Should You Add Car Accessories to Your Loan?


Buying a new or used car can be one of the most stressful transactions of your life. As difficult as it might be to narrow find the car that’s right for you, haggling for a good price with a salesman who is trying to get as much out of you as possible is even harder. Once that’s taken care of, you’re sent to the dealership’s finance department to sign a giant stack of papers and answer questions about accessories, insurance and additional warranties to add to your loan. While adding accessories to your car is a good way to make it just right for your needs, you will want to consider the pros and cons before you add these additional costs to your loan.

Know where they come from

Not all accessories in the car world are made equal. Tom McParland of Jalopnik points out that there are generally two categories of accessories: factory- or port-installed accessories and dealer-installed accessories.

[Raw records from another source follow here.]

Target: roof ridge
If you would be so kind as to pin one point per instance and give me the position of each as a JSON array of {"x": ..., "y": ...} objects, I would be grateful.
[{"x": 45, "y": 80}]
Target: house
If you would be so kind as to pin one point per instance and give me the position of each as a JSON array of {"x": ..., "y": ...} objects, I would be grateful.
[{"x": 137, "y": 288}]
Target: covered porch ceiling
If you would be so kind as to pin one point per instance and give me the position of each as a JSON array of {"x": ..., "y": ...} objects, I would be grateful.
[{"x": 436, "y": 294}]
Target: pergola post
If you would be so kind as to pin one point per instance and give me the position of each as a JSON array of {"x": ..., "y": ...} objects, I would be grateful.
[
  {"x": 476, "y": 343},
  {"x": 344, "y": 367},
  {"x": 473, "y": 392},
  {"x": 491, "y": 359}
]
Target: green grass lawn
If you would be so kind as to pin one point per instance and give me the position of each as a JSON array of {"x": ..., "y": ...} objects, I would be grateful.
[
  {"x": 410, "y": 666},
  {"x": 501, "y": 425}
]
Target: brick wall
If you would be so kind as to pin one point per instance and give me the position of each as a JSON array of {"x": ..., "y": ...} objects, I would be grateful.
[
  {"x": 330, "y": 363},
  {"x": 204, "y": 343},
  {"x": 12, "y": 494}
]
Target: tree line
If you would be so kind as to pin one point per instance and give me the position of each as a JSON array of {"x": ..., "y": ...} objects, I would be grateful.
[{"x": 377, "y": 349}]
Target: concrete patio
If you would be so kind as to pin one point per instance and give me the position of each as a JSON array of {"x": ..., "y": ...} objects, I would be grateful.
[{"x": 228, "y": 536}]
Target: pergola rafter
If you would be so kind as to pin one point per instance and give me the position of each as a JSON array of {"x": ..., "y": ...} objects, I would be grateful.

Accessories installed by the manufacturer in the factory or at the port when they are brought into the United States are listed on a vehicle’s window sticker and cannot be removed from the vehicle. Oftentimes, the factory accessories are lumped in together with other related components as part of an equipment package. The fact that these extras cannot be taken off and are usually included in price of the car makes them automatically included in your loan. On the other hand, dealer-installed accessories can usually be removed and bought outside of the loan (or even months after the initial vehicle purchase).

Know who sells it

Before you consider adding an accessory to your car and loan, do your research. Depending on your vehicle, the accessory you’re looking for might be available from your manufacturer, but it could also be made by other parties for a similar cost. Joe Bruzek of Cars.com wrote in the Chicago Tribune that several accessories like wind deflectors, spoilers or mud flaps are available outside of a dealership, but you might choose to add them to your car in the dealership if you want to avoid the hassle of finding an accessory shop and qualified technician for installation. If there is a quality difference between the aftermarket part and the manufacturer’s part, your research will let you know so you can pick the option that will prove most reliable.

Know if you can afford it

The most important thing you should consider before adding a car accessory to your car loan is if you can really afford it. A dealership employee trying to convince you to purchase an add-on to your vehicle will probably just pose it to you as an additional cost per month with your loan. Before you sign on the dotted line, Craig Guillot of Interest.com recommends doing the math to figure out the real cost. You have to consider that the more you add to your loan, the more interest you will owe the bank by the time your loan is up.

Adding accessories to your car loan can make a lot of sense if it’s a pricey add-on that will significantly improve the function of your new vehicle. Make sure you look at all the numbers before you make a decision that could impact your budget for years to come.